Dr. Cortez and his team are working to develop small molecule inhibitors of the ATR pathway in collaboration with other researchers at the Vanderbilt-Ingram Cancer Center. Their studies of an ATR selective inhibitor indicate that it kills cells due to a requirement for ATR signaling to complete DNA replication. ATR inhibition is synergistic with other chemotherapeutic agents such as platinum cross-linking drugs. In the past six months the researchers completed two synthetic lethal screens to identify cancer contexts where anti-ATR pathway drugs would be particularly useful. These screens identified a number of genetic interactions that might be useful in the cancer clinic. As expected, cancer cells with defects in the ATM pathway are hyper-sensitive to ATR inhibitors. ATM is mutated in about 5% of breast cancer cases. The largest number of genetic interactions identified are in the ATR pathway itself, indicating that reduced function of this pathway due to mutations in many genes could create a circumstance in which the ATR-targeted inhibitors would be useful. Indeed, the Cortez team verified that loss of a single ATR allele in cancer cells is sufficient to cause hypersensitivity to ATR inhibitors. ATR pathway mutations are found in only 3% of breast cancers but as many as 10-15% of other cancers. The other major genetic interaction they identified was with ERCC1/XPF. Decreases in expression of this protein complex cause hypersensitivity in both triple negative breast cancer (TNBC) and small cell lung cancer cell lines. We found that 19 of 30 TNBC cell lines have reduced expression of the complex making it a potential biomarker for ATR-targeted therapies. Finally, in the second synthetic lethal screen which was completed just this past month the researchers found that loss of several protein kinases potentiate the effects of ATR inhibitors for killing cancer cells. They will continue to analyze these screen results as well as follow-up these interesting hits to understand whether they will be useful in either understanding how the ATR pathway functions or how it may be targeted in the cancer clinic.

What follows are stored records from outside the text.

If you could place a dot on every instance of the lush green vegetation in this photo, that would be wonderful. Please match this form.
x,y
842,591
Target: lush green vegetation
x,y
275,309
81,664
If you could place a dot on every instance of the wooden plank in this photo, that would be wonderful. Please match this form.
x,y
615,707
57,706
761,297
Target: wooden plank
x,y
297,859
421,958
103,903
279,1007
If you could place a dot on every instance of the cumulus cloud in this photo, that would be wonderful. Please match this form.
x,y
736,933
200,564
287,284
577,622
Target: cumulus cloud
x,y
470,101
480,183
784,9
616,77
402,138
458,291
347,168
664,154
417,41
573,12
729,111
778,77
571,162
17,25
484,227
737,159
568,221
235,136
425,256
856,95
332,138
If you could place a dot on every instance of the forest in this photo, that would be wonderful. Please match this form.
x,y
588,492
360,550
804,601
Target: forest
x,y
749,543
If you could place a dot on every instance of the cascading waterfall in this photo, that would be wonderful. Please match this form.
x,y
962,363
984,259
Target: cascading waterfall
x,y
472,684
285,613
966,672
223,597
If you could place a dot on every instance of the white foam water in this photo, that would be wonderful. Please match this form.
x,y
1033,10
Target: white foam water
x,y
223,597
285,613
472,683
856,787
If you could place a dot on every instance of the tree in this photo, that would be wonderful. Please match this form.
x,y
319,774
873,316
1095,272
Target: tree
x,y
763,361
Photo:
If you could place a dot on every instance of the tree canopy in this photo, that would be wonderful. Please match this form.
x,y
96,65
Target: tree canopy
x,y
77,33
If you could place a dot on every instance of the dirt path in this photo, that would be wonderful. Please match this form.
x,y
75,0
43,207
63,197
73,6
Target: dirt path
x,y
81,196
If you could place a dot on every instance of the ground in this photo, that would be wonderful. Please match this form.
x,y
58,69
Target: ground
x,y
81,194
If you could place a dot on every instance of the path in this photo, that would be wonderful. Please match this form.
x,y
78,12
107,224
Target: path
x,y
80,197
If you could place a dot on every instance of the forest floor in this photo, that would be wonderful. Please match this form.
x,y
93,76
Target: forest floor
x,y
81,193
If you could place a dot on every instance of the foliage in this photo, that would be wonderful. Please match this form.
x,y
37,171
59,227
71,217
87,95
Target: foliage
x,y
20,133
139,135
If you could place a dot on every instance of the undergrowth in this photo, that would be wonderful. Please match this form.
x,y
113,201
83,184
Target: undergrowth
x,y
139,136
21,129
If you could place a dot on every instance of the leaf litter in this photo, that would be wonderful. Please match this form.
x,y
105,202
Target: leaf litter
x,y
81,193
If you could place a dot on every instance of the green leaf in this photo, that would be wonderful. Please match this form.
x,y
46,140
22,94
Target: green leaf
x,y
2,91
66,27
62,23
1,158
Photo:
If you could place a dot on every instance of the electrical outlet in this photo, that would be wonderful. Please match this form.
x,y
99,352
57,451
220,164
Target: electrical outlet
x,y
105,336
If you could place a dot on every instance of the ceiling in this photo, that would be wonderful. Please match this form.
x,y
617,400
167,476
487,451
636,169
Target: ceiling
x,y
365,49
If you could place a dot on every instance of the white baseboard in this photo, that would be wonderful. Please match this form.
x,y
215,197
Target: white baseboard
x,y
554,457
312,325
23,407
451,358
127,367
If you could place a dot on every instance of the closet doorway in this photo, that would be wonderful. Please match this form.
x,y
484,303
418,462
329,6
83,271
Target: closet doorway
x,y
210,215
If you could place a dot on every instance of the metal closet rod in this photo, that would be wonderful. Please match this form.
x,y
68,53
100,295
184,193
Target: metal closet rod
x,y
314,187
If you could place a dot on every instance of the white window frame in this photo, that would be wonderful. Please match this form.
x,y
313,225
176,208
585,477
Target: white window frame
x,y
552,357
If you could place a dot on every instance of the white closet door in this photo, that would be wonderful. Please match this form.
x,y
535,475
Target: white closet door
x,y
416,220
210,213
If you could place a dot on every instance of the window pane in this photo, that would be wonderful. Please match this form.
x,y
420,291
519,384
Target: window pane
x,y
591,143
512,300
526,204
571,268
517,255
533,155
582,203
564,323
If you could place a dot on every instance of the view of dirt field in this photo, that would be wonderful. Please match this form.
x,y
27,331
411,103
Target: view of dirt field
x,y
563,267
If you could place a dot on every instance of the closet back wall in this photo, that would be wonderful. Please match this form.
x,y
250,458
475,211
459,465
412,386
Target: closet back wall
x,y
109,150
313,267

Dr. Cortez graduated summa cum laude from the University of Illinois at Champaign-Urbana with Highest Honors in Biology and Biochemistry. He received his doctorate in 1997 in Molecular Cancer Biology from Duke University. After post-doctoral training as a Jane Coffin Childs Fellow at the Baylor College of Medicine, Dr. Cortez joined the Vanderbilt faculty in 2002. He was promoted to Associate Professor in 2007 and Professor of Biochemistry and Ingram Professor of Cancer Research in 2009. Dr. Cortez is Director of Graduate Studies in the Department of Biochemistry, and a member of the Editorial Boards of the journals Cell Reports, Molecular and Cellular Biology, and Journal of Biochemistry. He became co-leader of the Genome Maintenance Program in the Vanderbilt-Ingram Cancer Center upon its inception in 2007.
Dr. Cortez’s research focuses on the mechanisms that maintain genome integrity. His research has been published in journals including Science, Genes and Development, Cell Reports, Molecular and Cellular Biology, Journal of Biological Chemistry, Proceedings of the National Academy of Sciences, Cancer Research, and Molecular Cell. He has received several awards recognizing his scientific achievements including the Howard Temin Award from the National Cancer Institute, the Wilson S. Stone Memorial Award, and a Pew Scholar Award from the Pew Charitable Trusts.